“While driving down memory lane, it’s always advisable, if not requisite, to have a passenger in the car – for company greatly eases the blunt blow of nostalgia.” – Jeff Campagna

Memory is a tricky thing. It can be the author of elation or the agent of gloom and depression. From what I can tell with my limited sight and insubstantial experience, there are two types of memories and two forms of reactions – both of which are interchangeable.

There are positive memories and negative memories as well as positive reactions and negative reactions.

Now, usually a positive memory produces a very positive reaction. The beholder is brought back to a time of contentment and satisfaction, when the world and all its spectacle seem to be aligned and balanced and the proprietor seems to fit perfectly in his or her place. They remember positivity and appreciate it in a way that furnishes a positive reaction. This is the best variation of the four possible outcomes.

However, positive memories have a evil cousins, that is, those which provide negative reactions. This is not to say that the memory itself is a negative one, we’ll get to that later; no, this is specifically to do with positive memories generating negative thoughts. This can be caused by many different factors that are quite unique, though oftentimes the reaction is connected to a drastic change in surrounding, environment, status, company or lifestyle. The beholder can look back upon a time or a place, or both, with depressive longing– thus indirectly belittling their current place. Their memory is so great, and their present is so inferior, that a negative reaction is reached from a positive recollection. While not the worst form of remembering, it is by far the most viscous of circles.

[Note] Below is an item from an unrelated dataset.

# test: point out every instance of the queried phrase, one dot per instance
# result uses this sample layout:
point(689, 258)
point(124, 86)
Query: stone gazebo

On the other side of the coin are negative memories with positive reactions. These are normally quite welcome and often times a result of an active choice to focus on one’s substandard past as a way to remind them of their current luxury. To remember something bad and feel good about it, is to taste the candy which is bitter and sweet at once. It is a pleasurable thing, but a confusing one as well. The beholder can be unsure of which portion is more real, the negative yesterday or the positive today. Though in all the confusion and emotional ping-pong, the proprietor is eventually reminded that they have progressed, conquered, moved on. The bitter-sweet nature of this process makes this form not nearly the best, but not nearly the worst either.

Lastly, the human psyche can often be victim to the dark and dismal phenomenon of negative memories which produce negative reactions. Death, failure, loss, embarrassment, shame and mistake can often be the trigger for such a wretched combination as this. The beholder’s present is no better than their past. They are caught in the maelstrom of adverse memories remembered during adverse times which will no doubt lead to more adverse memories in the near and far future. This is by far the worst possible form of recollection.

The notion of memory is a difficult thing to comprehend, when looking at its entire power and scope, and I doubt that the current human intellect has logic enough to truly make sense of its ravings. However, when the load of memory is shared and its heavy weight distributed between two or more carriers, its unfavorable consequences can sometimes be lessened or avoided altogether. Think of a memory bouncing back and fourth within the beholder’s mind, with no verbal escape or channel, as a man, whose head is cluttered with a million thoughts, pacing a small room with a locked door. Now, if you were to open that door and let that man walk freely throughout his environment, perhaps his head would be ever clearer and might journey to some wonderful and untouched territory.